Over at A Shepherd’s Post, Fr. David Barnes highlights what I think is a real temptation in pastoral planning, the error of adopting what he calls a “corporate” approach. By this, I think he means, a focus on structural organization and programs that neglects the fundamental, personal aspects of evangelization and discipleship. A “corporate” approach might also include an intense focus on metrics that are not in line with the process of discipleship (e.g. tracking activity levels of parishioners vs. actual signs of growth).
However, strategic planning is extremely important. We can’t shy away from it, just because there are ways of erring. Here’s why: certain conditions help cultivate the settings where personal discipling and sharing the Gospel can take place on a regular, ordinary basis. Having a good process and conditions that set the stage for evangelization and discipleship can be thought of as an invisible program, there’s no specific name, but there is a strategic and plan for making every condition right to foster spiritual growth in the parish.
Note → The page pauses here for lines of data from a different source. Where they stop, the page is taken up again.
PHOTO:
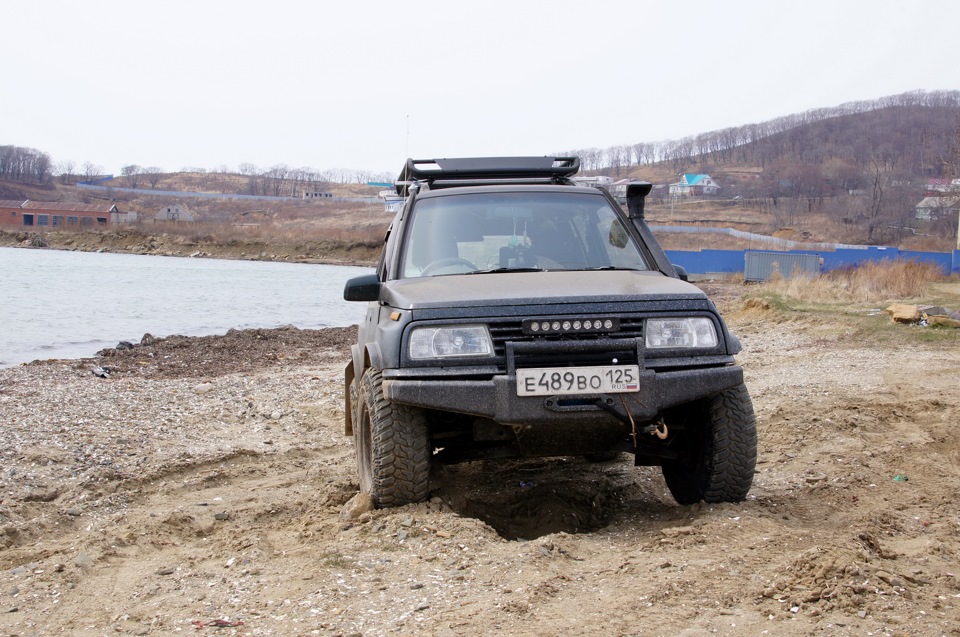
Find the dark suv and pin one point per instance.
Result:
(517, 314)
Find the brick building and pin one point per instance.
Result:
(43, 215)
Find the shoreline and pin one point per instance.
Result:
(127, 241)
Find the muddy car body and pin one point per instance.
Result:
(517, 314)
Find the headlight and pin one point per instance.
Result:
(450, 341)
(680, 332)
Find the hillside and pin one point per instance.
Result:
(853, 174)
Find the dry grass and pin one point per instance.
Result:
(872, 283)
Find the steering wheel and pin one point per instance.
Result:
(459, 265)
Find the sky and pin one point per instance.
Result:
(364, 84)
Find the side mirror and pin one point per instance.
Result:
(636, 193)
(362, 288)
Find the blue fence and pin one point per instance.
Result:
(731, 261)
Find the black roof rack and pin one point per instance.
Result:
(468, 169)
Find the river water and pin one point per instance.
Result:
(59, 304)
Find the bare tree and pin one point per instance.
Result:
(90, 171)
(153, 175)
(132, 172)
(64, 171)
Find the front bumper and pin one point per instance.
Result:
(497, 398)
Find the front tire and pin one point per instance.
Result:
(718, 457)
(392, 446)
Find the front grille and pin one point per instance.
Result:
(572, 348)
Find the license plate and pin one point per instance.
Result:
(551, 381)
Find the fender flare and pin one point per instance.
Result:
(360, 360)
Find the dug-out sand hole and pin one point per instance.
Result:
(526, 500)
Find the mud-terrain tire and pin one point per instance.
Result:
(393, 451)
(717, 459)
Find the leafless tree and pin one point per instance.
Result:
(153, 175)
(132, 172)
(64, 171)
(91, 171)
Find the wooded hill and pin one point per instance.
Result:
(861, 167)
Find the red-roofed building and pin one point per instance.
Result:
(42, 215)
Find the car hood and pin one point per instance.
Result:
(536, 288)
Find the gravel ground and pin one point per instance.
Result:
(199, 488)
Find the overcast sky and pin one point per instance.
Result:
(364, 84)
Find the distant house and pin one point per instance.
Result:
(392, 202)
(173, 213)
(43, 215)
(933, 208)
(695, 186)
(939, 186)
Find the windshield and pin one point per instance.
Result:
(487, 232)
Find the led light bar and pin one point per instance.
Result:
(580, 325)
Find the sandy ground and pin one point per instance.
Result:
(199, 490)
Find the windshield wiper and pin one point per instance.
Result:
(497, 270)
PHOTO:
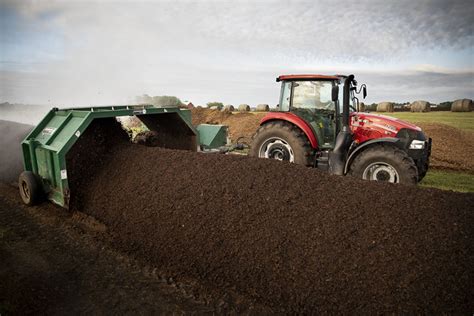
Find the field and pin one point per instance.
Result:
(461, 120)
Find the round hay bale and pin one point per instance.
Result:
(385, 107)
(462, 105)
(244, 108)
(11, 156)
(228, 108)
(420, 106)
(263, 108)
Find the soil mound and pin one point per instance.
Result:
(241, 125)
(286, 236)
(11, 157)
(453, 148)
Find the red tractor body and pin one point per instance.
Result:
(315, 126)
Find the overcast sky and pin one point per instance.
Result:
(104, 52)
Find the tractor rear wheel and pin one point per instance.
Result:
(385, 164)
(30, 188)
(282, 141)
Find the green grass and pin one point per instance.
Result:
(445, 180)
(462, 120)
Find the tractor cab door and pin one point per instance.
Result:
(312, 101)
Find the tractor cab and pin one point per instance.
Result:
(318, 125)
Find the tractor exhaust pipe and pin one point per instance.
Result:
(337, 158)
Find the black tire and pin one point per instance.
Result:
(385, 159)
(293, 143)
(30, 188)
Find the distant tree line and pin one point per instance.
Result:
(162, 100)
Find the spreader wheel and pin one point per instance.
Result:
(385, 164)
(282, 141)
(30, 188)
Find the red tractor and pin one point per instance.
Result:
(318, 125)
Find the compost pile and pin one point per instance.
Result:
(286, 236)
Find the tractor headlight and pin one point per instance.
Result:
(417, 144)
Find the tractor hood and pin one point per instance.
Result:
(367, 126)
(383, 119)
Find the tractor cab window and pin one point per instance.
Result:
(285, 96)
(313, 95)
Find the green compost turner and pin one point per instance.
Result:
(45, 148)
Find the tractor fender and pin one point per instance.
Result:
(391, 140)
(295, 120)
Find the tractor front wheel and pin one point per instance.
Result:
(385, 164)
(281, 141)
(30, 188)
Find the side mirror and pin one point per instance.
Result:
(335, 93)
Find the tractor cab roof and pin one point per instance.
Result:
(309, 77)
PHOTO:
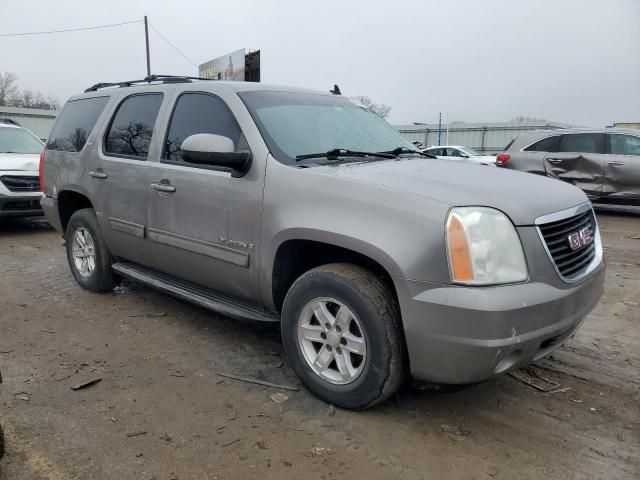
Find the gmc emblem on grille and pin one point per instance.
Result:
(580, 239)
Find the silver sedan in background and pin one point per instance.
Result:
(604, 163)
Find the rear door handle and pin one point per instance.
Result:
(163, 186)
(99, 174)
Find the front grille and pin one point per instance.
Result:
(17, 183)
(571, 264)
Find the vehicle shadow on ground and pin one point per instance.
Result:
(617, 210)
(23, 226)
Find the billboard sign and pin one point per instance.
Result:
(227, 67)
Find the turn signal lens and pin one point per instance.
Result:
(459, 254)
(484, 247)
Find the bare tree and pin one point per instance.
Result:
(8, 87)
(379, 109)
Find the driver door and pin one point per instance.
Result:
(204, 224)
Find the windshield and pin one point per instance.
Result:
(18, 140)
(471, 152)
(296, 124)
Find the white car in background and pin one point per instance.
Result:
(457, 152)
(19, 171)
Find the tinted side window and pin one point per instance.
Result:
(582, 142)
(132, 126)
(75, 123)
(199, 113)
(549, 144)
(624, 144)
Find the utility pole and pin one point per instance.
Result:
(447, 120)
(146, 37)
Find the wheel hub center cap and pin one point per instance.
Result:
(333, 339)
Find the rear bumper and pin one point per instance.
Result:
(20, 206)
(463, 335)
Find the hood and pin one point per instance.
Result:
(19, 161)
(522, 196)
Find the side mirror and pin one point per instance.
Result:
(217, 151)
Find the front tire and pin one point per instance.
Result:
(341, 333)
(87, 253)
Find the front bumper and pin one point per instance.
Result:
(459, 335)
(20, 206)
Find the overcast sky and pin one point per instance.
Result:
(574, 61)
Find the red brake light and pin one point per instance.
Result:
(502, 158)
(41, 171)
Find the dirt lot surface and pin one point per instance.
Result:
(162, 412)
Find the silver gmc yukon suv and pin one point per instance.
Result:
(282, 204)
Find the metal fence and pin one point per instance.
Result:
(488, 137)
(36, 120)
One of the best books for grounding pastoral planning in this way is Simple Church: Returning to God’s Process for Making Disciples by Eric Geiger and Thom Rainer. They explore this basic observation:
The healthiest churches in America tended to have a simple process for making disciples. They had clarity about the process. They moved Christians intentionally through the process. They were focused on the elements of the process. And they aligned their entire congregation to this process (ix).
Now, simple does not preclude pastoral planning. Strategy and leadership come in because, “simple church design” does not imply easy. “Simple is basic, uncomplicated, and fundamental. Easy is effortless.” A simple process is not easy to implement or maintain. Leadership is challenging, but the strategy doesn’t need to be complex.
Rainer and Geiger come up with this basic definition of a “simple church”:
A simple church is designed around a straightforward and strategic process that moves people through the stages of spiritual growth. The leadership and the church are clear about the process (clarity) and are committed to executing it. The process flows logically (movement) and is implemented in each area of the church (alignment). The church abandons everything that is not in the process (focus).
This is allows pastoral planning to all about discipleship. It focuses on spiritual growth, rather than a plethora of programs. When applied correctly, it makes it easy for the personal encounters Fr. Barnes highlights to happen, and sets the conditions for them to happen more and more frequently. For example, the Evangelical Catholic ministry incorporates the principles of clarity, alignment, movement, and focus into its strategic planning (here’s a recorded webinar on the topic from EC).
If you’re struggling with how to be strategic and plan, without becoming too “corporate” (as Fr. Barnes describes), I highly recommend you give Simple Church a read and examine how it might apply to your Catholic ministry setting. Simple Church is a short read and it won’t give you answers (especially for a Catholic parish), but it’s thought-provoking, and a valuable check to keep any parish council or ministerial staff centered on the real purpose of planing.